My book has a chapter on reform and both to prevent wrongful convictions and to unravel them. I think judges should be taking a more active role in screening the testimony of experts, and there is a fairly developed body of case law on the civil side that would be really useful here. I suggest that there’s really no reason we should have more aggressive screening mechanisms when money is at stake than when liberty is. I also talk about innocence commissions, the prosecutor’s role in post-conviction review, and the importance of the kind of conviction integrity units we’re increasingly seeing created within prosecutor’s offices.

You talk about the twofold problem: the need to remedy convictions based on flawed science, as well as to stop using the flawed science for new prosecutions. You’ve worked on this issue for a while now; what changes have you seen on both of these fronts since you started?

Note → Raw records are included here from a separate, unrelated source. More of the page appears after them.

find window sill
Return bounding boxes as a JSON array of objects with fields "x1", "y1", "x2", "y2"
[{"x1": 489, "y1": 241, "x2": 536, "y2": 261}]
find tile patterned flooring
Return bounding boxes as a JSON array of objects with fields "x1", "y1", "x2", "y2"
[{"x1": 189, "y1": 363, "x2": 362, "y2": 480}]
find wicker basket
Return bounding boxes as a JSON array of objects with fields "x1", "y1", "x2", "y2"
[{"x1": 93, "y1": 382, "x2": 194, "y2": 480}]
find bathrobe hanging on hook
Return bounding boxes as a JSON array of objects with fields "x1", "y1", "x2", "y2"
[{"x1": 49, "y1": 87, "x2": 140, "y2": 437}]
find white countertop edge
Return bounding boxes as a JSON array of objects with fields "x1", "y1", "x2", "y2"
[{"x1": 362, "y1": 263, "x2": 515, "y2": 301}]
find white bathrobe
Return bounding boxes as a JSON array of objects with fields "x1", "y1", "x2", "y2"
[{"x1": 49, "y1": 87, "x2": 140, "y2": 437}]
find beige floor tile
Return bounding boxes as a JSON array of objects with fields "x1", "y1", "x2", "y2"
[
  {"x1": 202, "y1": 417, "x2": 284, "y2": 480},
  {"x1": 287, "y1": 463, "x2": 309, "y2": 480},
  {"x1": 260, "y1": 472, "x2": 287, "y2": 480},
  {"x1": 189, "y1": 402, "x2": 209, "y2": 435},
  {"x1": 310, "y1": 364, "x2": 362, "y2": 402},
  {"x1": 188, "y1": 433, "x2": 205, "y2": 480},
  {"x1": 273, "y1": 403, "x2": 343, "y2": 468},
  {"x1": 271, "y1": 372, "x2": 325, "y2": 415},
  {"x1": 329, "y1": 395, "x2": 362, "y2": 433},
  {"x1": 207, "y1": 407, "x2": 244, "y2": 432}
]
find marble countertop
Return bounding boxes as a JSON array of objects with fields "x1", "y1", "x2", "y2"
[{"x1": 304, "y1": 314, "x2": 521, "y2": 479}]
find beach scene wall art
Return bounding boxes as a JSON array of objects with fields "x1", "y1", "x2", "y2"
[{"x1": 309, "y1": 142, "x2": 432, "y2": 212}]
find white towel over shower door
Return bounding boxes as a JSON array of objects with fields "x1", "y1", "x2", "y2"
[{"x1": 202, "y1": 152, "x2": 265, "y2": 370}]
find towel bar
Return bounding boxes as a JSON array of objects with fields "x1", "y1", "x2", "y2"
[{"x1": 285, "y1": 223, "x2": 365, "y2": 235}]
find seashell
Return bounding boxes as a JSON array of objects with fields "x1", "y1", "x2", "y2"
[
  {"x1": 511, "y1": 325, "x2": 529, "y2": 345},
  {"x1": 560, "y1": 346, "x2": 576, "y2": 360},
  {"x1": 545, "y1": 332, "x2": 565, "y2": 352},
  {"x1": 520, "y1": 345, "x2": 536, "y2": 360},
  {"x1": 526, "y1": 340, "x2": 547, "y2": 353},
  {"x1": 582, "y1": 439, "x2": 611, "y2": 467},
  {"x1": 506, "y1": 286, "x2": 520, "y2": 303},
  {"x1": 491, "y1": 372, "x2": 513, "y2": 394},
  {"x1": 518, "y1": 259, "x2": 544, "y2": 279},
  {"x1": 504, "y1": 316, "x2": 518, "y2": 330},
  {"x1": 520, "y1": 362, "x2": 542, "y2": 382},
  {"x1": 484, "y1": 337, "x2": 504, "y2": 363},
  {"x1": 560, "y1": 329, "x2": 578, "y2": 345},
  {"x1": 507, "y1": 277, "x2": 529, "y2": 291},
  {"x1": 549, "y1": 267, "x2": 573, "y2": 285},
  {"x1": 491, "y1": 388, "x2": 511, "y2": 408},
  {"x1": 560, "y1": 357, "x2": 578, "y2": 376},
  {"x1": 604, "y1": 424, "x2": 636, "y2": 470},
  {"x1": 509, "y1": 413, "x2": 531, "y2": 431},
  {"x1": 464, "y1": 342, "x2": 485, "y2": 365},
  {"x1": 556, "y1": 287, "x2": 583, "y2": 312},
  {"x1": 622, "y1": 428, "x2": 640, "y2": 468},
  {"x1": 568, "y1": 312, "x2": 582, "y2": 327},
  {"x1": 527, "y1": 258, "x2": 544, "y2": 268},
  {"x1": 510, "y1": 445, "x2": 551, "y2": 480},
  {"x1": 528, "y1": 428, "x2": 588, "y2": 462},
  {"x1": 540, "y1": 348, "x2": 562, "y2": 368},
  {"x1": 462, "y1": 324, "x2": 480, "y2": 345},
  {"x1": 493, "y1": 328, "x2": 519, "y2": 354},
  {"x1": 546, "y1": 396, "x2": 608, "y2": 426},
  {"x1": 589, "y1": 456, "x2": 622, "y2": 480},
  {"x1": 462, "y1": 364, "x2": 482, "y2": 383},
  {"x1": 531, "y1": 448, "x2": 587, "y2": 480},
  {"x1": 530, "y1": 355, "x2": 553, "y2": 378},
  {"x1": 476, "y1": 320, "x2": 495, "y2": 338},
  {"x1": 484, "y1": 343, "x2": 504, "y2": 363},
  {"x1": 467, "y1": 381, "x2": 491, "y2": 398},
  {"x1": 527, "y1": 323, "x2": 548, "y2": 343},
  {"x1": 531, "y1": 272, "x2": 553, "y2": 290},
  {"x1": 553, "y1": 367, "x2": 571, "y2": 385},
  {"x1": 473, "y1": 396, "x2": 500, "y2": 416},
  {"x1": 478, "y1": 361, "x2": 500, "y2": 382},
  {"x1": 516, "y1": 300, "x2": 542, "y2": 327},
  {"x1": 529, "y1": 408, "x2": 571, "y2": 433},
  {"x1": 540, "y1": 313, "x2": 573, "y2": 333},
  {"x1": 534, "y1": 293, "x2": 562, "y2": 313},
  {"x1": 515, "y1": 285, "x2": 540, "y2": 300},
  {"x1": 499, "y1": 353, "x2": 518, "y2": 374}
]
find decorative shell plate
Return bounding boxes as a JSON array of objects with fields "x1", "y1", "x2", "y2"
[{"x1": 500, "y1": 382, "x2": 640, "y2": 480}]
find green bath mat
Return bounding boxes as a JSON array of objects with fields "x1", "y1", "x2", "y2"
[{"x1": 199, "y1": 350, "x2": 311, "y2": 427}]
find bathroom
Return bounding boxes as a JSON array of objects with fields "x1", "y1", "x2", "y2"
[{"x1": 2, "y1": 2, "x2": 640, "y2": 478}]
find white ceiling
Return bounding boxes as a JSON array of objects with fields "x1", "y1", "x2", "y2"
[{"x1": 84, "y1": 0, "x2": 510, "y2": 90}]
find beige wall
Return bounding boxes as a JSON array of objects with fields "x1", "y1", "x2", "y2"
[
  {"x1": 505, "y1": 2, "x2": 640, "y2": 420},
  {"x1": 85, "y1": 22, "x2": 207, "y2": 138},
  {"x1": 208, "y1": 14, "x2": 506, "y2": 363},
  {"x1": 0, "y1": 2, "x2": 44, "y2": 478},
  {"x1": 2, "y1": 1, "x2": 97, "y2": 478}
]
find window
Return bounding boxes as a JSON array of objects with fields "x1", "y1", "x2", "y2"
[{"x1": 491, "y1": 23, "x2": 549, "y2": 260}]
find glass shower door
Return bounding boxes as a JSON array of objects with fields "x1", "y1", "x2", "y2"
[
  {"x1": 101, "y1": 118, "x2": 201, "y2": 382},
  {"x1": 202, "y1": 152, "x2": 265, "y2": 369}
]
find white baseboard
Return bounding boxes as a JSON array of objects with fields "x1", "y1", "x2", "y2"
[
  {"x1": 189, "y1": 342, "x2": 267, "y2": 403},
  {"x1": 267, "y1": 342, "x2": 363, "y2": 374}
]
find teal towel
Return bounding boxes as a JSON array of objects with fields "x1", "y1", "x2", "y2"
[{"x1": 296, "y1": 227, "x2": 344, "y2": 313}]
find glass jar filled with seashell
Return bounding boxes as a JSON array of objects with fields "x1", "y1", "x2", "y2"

In the last few years, I’ve seen accelerating change on both fronts. The new cases—and again, just to reiterate, the new triad-only cases—are coming into the system, from what I’ve been able to tell, at a significantly slower rate. Prosecutors are more willing to dismiss charges before ever bringing them to trial, they are more willing not to charge at all, and police investigations are more likely to result in no arrest. Those cases may or may not end up in family court, which is a whole separate site for some of these battles, but many more cases will never enter the criminal justice system. On the post-conviction end, there have been a number of judicial opinions that have questioned the scientific validity of Shaken Baby Syndrome, granting new trials to petitioners in state cases and in one federal case that I think is extremely important: the case of Jennifer Del Prete. Judge Matthew Kennelly, a district judge in the Northern District of Illinois, found what’s called actual innocence in the case. This allows Jennifer Del Prete to proceed with her ineffective assistance claim and a claim that exculpatory evidence was not disclosed when it should have been. This actual innocence finding is really important—Judge Kennelly included in his opinion a passage saying Shaken Baby Syndrome is arguably “more an article of faith than a proposition of science.” For a federal judge to write that is another really important step in the direction of a widespread recognition that there are people sitting in prison who shouldn’t be.

What does this work reveal about larger problems with the criminal justice system as a whole?

One of the troubling aspects of doing this research has been to see how problems that we know exist play themselves out. For example, we know that people can falsely confess to crimes they didn’t commit. In my chapter on interrogation, and in the course of reading interrogation transcripts, I could see many of the dynamics that are risk factors for false confessions in action. Similarly, the importance of competent counsel and the way in which having the resources—or not having the resources—to hire lawyers and experts can make a huge difference. These cases really underscore massive inequities in the criminal justice system, and the reason these inequities are so important to address.

There are so many cases where in hindsight we can look back and say, “What would have made people think that this person violently shook a baby to death?” I wonder: How did this diagnosis become so easily accepted and so readily incorporated into the criminal justice system? I think there is a real cultural anxiety around working mothers, particularly around working mothers of infants, and I wonder what role that may have played into the ease with which this diagnosis made it into the mainstream and into the legal system. And certainly, there is a psychological urge to blame, to convert a tragedy into a crime, that is also at play here. It is important now for us to think about why this came about, so we can try to prevent anything like it from happening again.